Reading Kim Jong-Un’s mind as he reads the fine print of Iran nuclear agreement

Special to WorldTribune.com

DonKirk3By Donald Kirk, East-Asia-Intel.com

The Greeks made a deal to reform their free-spending ways and stay in the European Union, while the Iranians agreed to restrain their nuclear ambitions and crawl out from under onerous sanctions. Can anyone imagine two such crucial agreements in the space of two days?

After all those happy handshakes, you have to wonder what Kim Jong-Un is thinking about it all from his palatial enclave in Pyongyang.

Might he feel a little left out, ignored, lonely and isolated ― or is he breathing defiance, vowing, “They’ll never push me into a corner”? Whatever he thinks, it’s a cinch he’s been reading the fine text of the Iranian nuclear deal.

“What’s in it for me,” he’s got to be asking. “Will Iran, free of sanctions, have more money and freedom to import my missiles? And will my Iranian friends still want to cooperate on my program for exploding nuclear devices with highly enriched uranium? What about all those centrifuges for enriching my uranium? Will Iran be sending a lot more of them?”

The North Korea-Iran strategic partnership that is rarely mentioned.
The North Korea-Iran strategic partnership that is rarely mentioned.

The implications of the Iran deal for North Korea are disturbing. Sure, the deal inhibits Iran from building nuclear warheads, at least for a while, but North Korea may not have too much to worry about. Consider all the much needed foreign exchange the North can make if indeed Iran imports its Scuds and Rodongs in greater numbers than ever.

Iran, swimming in the money it can now make from exporting oil to countries that had to abide by sanctions, has more than enough to pay whatever North Korea is asking.

Who’s going to stop and board boats carrying container loads of the stuff that the North needs to sell to bolster its impoverished economy and Iran needs to buy to swing its weight around the Middle East?

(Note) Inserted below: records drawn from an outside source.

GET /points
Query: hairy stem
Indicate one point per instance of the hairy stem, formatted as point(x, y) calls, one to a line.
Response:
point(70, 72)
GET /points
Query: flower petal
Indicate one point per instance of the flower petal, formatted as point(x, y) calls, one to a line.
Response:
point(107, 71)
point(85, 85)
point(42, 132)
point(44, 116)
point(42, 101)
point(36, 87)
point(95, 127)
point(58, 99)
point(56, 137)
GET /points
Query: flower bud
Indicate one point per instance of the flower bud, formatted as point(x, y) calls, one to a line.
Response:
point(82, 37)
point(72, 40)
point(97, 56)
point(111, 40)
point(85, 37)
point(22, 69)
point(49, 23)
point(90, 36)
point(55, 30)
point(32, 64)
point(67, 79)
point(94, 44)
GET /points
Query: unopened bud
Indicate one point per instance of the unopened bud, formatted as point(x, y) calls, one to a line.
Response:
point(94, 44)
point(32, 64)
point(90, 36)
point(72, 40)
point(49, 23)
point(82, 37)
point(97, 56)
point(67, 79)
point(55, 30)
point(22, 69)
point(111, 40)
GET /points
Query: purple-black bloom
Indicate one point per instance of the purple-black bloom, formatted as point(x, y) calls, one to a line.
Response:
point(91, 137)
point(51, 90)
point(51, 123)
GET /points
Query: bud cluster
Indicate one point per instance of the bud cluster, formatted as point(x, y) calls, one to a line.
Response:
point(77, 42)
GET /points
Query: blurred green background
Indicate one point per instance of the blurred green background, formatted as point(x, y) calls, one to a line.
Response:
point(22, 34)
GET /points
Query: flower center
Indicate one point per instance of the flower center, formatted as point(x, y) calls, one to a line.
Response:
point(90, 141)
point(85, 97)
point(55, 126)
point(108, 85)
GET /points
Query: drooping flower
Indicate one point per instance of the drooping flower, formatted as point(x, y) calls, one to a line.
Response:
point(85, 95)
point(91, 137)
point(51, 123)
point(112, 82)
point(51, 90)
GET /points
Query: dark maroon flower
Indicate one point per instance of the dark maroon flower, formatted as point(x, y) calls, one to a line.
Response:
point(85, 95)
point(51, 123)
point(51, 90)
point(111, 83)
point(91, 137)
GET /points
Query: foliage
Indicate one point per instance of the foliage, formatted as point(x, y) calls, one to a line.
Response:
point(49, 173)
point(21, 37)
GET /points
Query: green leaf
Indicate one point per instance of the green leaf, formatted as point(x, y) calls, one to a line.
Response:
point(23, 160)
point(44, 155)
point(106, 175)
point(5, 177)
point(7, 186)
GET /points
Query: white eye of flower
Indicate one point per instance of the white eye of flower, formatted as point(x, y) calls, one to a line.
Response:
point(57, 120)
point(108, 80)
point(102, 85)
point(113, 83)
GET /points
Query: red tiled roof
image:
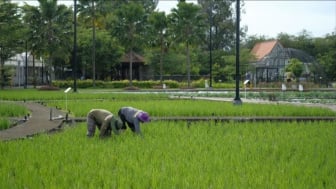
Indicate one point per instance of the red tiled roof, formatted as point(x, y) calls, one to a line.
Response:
point(260, 50)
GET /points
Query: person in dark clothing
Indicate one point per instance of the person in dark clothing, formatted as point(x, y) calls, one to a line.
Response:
point(104, 120)
point(133, 117)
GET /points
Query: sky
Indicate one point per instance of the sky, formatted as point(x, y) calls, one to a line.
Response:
point(269, 18)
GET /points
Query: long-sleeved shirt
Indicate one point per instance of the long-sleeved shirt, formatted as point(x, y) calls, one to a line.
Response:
point(128, 114)
point(104, 119)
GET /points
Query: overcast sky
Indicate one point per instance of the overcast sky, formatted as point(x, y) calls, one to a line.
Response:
point(269, 18)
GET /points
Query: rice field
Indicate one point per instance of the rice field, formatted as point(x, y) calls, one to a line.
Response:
point(176, 154)
point(173, 155)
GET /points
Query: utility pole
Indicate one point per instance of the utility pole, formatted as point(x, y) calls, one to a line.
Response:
point(74, 70)
point(237, 100)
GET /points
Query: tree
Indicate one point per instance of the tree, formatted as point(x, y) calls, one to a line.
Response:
point(188, 26)
point(50, 29)
point(219, 15)
point(158, 26)
point(10, 32)
point(129, 27)
point(295, 66)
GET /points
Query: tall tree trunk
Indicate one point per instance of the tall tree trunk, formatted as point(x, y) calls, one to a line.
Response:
point(93, 45)
point(188, 65)
point(131, 65)
point(161, 57)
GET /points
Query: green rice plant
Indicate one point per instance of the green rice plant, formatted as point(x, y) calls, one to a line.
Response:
point(164, 108)
point(177, 155)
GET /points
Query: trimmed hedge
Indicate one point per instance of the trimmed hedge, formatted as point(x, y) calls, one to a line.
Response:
point(149, 84)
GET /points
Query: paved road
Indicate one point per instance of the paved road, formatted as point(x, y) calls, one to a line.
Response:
point(38, 122)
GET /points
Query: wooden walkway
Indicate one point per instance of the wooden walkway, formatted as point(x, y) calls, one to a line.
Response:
point(42, 119)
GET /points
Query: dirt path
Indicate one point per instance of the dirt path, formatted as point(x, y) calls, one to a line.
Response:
point(38, 122)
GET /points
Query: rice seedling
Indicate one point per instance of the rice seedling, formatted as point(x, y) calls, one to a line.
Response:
point(173, 155)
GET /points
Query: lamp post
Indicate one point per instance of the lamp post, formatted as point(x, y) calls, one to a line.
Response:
point(26, 65)
point(237, 100)
point(75, 47)
point(210, 46)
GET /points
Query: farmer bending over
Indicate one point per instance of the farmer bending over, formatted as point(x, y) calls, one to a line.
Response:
point(104, 120)
point(133, 117)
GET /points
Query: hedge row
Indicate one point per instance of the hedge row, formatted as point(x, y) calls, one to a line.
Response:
point(150, 84)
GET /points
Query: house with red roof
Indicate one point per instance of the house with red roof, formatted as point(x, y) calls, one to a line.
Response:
point(271, 59)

Then again, Kim Jong-Un may be a little envious. How come Iran avoids sanctions while the sanctions imposed by South Korea more than five years ago after the sinking of the Cheonan remain in place? And that’s to say nothing about all those other nuisance sanctions that the United Nations has slapped on North Korea after those three nuclear and missile tests. Easy to say that sanctions don’t do a whole lot of good, that there are ways to avoid them, but North Korea’s invective suggests that they’re a pain nonetheless.

If nothing else, however, the Iranian deal offers possibilities that North Korea has to love.

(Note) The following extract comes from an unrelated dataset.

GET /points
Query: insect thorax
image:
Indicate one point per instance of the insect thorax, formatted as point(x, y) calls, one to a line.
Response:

More ardent fans of the deal are saying, “OK, we’ve gotten Iran to give up on becoming a nuclear-weapons state. With Iran on board, let’s persuade North Korea, which already has a bunch of nukes, to knock it off.

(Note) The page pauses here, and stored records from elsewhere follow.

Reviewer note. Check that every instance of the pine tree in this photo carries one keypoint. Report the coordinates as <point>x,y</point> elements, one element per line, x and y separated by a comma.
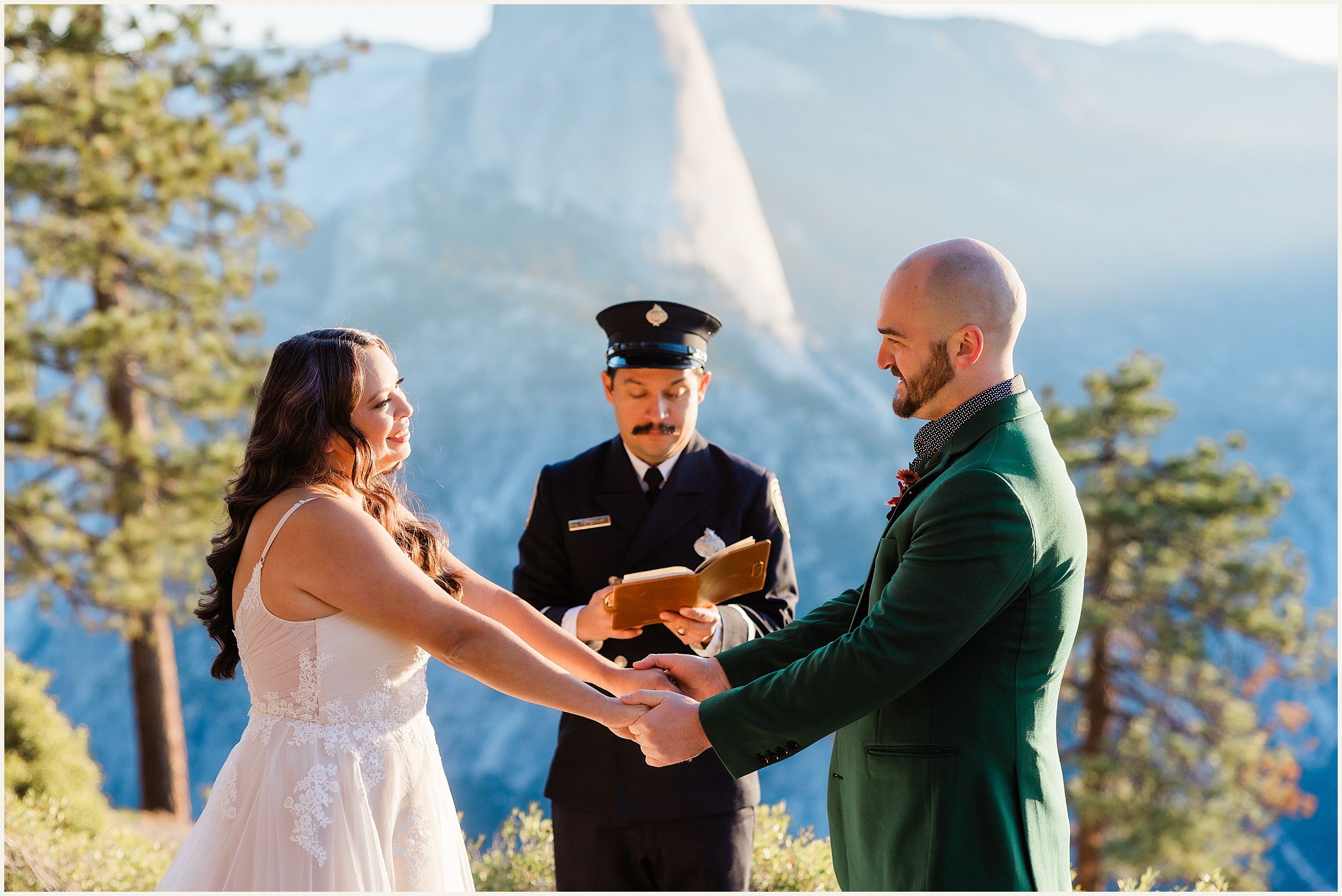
<point>1172,765</point>
<point>137,189</point>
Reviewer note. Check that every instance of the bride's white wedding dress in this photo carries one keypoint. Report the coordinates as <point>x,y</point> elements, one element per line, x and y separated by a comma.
<point>337,782</point>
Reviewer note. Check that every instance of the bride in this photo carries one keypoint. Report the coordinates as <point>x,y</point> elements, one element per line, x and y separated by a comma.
<point>337,782</point>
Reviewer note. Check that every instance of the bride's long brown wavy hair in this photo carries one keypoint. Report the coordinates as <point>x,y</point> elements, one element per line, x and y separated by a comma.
<point>309,396</point>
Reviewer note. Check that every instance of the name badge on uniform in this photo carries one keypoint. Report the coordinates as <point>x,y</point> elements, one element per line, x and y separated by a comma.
<point>588,522</point>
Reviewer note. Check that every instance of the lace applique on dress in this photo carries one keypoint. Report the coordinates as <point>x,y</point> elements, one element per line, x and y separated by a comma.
<point>307,698</point>
<point>315,793</point>
<point>411,846</point>
<point>251,594</point>
<point>227,789</point>
<point>367,730</point>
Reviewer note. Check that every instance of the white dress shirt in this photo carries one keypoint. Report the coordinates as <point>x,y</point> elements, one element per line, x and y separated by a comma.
<point>640,468</point>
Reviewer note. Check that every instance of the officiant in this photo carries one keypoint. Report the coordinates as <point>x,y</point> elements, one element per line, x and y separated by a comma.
<point>655,495</point>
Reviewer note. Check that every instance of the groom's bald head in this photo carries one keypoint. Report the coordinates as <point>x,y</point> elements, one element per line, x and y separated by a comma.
<point>965,282</point>
<point>949,315</point>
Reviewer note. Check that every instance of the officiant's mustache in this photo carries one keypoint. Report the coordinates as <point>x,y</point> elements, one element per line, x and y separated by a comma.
<point>661,428</point>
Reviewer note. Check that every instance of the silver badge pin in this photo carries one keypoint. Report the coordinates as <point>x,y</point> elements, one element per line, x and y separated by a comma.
<point>709,544</point>
<point>588,522</point>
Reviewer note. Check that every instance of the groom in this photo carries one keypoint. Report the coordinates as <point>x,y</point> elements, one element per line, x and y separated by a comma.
<point>941,672</point>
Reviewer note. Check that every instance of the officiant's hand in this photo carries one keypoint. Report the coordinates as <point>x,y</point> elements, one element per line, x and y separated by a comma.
<point>670,731</point>
<point>697,677</point>
<point>694,626</point>
<point>594,623</point>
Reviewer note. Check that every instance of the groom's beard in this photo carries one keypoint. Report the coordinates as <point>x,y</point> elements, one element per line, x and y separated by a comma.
<point>922,388</point>
<point>661,428</point>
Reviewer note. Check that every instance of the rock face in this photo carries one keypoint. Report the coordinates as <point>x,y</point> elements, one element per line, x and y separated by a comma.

Kim has to love the logic. No, he’s not going to give up a nuclear program that’s enshrined in North Korea’s constitution, but he’ll be able to resume talks from a position of wishful thinking.

There will be no shortage of U.S. negotiators with fantasies of making history by bringing North Korea to terms.

Remember Chris Hill? That’s what he was thinking, too, when he got North Korea to sign those phony-baloney agreements in 2007 for North Korea to give up its nukes on a fanciful, forgotten schedule that isn’t worth repeating here.

And who can forget the “Leap Year agreement” of February 29, 2012, in which one of Hill’s successors, Glyn Davies, had North Korea committed to a “moratorium” on nuclear and missile testing? Less than two months later, North Korea flouted the whole deal by putting a satellite into orbit ― an exercise designed to test the North’s fearsome Taepodong missile with a long enough range to reach the U.S. mainland.

The idea of removal of sanctions is just what Kim needs to follow the Iranian lead. He’ll be able to insist, sure, get rid of those sanctions, and then we can go ahead with the other stuff you’re asking. South Korea might be the first to respond. The theory is there’s no need for Seoul to stop South Koreans from doing business in North Korea, as forbidden outside the Kaeseong special zone, when so much free enterprise and cross-border trade goes on with China.

Maybe so, but you may be sure, whatever happens, more talks will do nothing to persuade North Korea to abandon its membership in the elite group of nine nuclear-weapons powers. In fact, more likely, North Korea will be a beneficiary of the agreement ― proponents of talking to the North will press on with ever more confidence while North Korea profits from all the business it will be doing with Iran in exchange for cheap oil.

It’s even possible North Korea and Iran will resume exchanging insights and expertise on building nuclear warheads. Can the agreement stop nuclear scientists, engineers and technicians from talking to each other?

For that reason alone, Kim has got to be happy.